The Malta Independent 10 July 2020, Friday

Micromobility: can we focus on opportunities instead of challenges?

Saturday, 21 September 2019, 10:12 Last update: about 11 months ago

Suzanne Maas, researcher and PhD candidate with the Institute for Climate Change and Sustainable Development (University of Malta) on the topic of shared and sustainable mobility solutions, and an avid cyclist.

Earlier this month Transport Malta issued a set of proposed regulations for Micromobility in the Maltese Transport System, referring to e-kickscooters and other Personal Light Electric Vehicles (PLEV).  

The current status quo on the Maltese roads, with the majority of infrastructure dedicated to the private car, and an ever increasing number of licenced cars on the road, is simply unsustainable. This has also been recognized in the government's own National Transport Master Plan for 2025 and Transport Strategy for 2050. We urgently need to prioritise a shift to modes of transport that are less polluting, use less space, and are less dangerous to vulnerable road users.


Instead of directly focusing on the challenges and dangers of e-kickscooters, why isn't there more consideration for the potential to shift transport from private car use to a cleaner and leaner mode of transport that could be a suitable solution for the many short trips that occur in Malta? The average trip distance in Malta is only 5.5km, with many of the shorter trips occurring in the congested urban core. While there is a risk of collisions between scooters and motorized vehicles, as well as between scooters and pedestrians and cyclists, these risks should not be inflated, especially in comparison with the risks that motorized vehicles present to vulnerable road users. If the aim is to increase road safety for all, the most effective measure is reducing vehicle speeds. Many European cities are currently in the process of further pedestrianizing their city centres, restricting vehicular access and reducing vehicle speeds in an effort to create safer urban areas, with less air pollution and increased liveability and quality of life. One would expect Transport Malta's Sustainable Mobility unit to also see the opportunities provided by micromobility solutions and promote their use, rather than seeking to regulate them to the extent that it becomes unlikely for people to make the switch.

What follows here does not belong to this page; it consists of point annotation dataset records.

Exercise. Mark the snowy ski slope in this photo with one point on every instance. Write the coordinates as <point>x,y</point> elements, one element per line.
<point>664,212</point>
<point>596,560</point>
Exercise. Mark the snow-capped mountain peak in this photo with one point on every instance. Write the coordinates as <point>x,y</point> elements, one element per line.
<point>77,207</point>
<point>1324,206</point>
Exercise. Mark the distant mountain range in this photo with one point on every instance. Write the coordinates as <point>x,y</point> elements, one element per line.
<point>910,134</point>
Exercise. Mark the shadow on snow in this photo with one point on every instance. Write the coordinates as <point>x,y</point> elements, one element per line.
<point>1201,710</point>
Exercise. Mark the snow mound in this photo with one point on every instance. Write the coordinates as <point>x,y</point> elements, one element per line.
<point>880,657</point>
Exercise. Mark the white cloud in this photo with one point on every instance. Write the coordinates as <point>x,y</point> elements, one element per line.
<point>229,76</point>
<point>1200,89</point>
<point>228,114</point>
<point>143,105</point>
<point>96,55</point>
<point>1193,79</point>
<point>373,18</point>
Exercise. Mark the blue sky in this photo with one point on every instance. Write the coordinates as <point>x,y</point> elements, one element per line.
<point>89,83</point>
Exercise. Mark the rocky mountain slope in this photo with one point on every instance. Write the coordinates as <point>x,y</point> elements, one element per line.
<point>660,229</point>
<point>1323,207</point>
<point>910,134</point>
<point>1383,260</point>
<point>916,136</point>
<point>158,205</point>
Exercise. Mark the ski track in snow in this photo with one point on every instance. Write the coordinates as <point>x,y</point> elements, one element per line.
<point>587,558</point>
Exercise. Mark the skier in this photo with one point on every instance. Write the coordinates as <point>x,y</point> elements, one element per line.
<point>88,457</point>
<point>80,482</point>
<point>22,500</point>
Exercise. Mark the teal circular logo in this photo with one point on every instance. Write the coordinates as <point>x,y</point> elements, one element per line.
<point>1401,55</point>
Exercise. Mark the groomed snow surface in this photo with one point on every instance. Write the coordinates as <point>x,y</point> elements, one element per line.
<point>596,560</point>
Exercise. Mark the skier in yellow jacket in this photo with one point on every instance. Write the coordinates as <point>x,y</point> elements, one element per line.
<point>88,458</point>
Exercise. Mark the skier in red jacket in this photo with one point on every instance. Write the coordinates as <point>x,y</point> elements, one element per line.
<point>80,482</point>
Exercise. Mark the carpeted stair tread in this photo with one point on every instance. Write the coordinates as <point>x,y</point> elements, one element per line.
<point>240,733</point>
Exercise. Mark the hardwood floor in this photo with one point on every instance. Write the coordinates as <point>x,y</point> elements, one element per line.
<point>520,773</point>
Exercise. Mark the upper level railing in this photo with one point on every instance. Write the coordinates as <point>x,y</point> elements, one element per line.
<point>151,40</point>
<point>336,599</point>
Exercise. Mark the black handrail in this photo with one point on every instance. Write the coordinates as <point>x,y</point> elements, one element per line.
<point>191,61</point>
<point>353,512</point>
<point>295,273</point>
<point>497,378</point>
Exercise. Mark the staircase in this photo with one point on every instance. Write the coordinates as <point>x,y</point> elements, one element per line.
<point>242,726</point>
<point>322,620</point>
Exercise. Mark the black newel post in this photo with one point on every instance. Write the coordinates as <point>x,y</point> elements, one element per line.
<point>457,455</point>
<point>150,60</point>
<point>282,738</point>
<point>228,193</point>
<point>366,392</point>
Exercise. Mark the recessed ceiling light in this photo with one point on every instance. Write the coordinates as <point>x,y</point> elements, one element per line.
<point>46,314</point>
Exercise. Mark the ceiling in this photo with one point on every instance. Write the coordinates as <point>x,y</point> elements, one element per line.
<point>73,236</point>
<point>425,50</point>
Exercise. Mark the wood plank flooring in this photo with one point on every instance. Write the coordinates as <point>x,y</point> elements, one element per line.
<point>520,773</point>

The proposed regulations are disproportionate and overly burdensome on the e-kickscooter user. Demanding that a user is in possession of a driving licence means they have to be over 18 years of age (and most likely already in the possession of, or having access to, a private car), when a lower minimum age (such as 12 in France, 14 in Germany and 16 in the Netherlands) could allow teenagers to obtain more freedom and flexibility to move around, and kick-start the formation of mobility habits that are not necessarily centred on the ownership and use of a private car. The obligation to pay a registration tax and annual circulation licence goes completely contrary to the government's own electromobility policy (which exempts all electric vehicles from registration tax, as well as the first 5 years of circulation licence), and is higher than the circulation licence fee for a 125cc motorcycle, which is bigger, heavier and capable of higher speeds: €10 annually versus a proposed €25 for e-kickscooters. The fines are also disproportionate when compared to fines for contraventions by drivers of motorized vehicles.

Rather than over-regulating a mode of transport that could provide an alternative to the private car, this policy should seek to promote the use of smaller, cleaner and slower-moving vehicles and create safer streets for all road users through means that have been well-researched and implemented with positive results elsewhere:

  • Create a network of traffic calmed roads, where vehicle speeds are reduced to 30km/h, so that roads can be shared by different transport users, including vulnerable road users. Where speed limits are higher, prioritise the creation of separated infrastructure for pedestrians and bicycles/scooters according to accepted standards, e.g. for cycling infrastructure.
  • Adopt a transport policy hierarchy based on safety, vulnerability and sustainability: prioritising walking, cycling, micromobility and public transport over private car use.
  • Protect vulnerable road users by adopting the system of 'presumed liability', which puts the onus on drivers to take responsibility to drive in a way that minimizes the risk of injury to vulnerable road users. Presumed liability has been adopted by the vast majority of EU countries.
  • Invest in enforcement of illegal parking, over-speeding, driving under influence, and mobile phone use while driving, in order to promote road safety for all.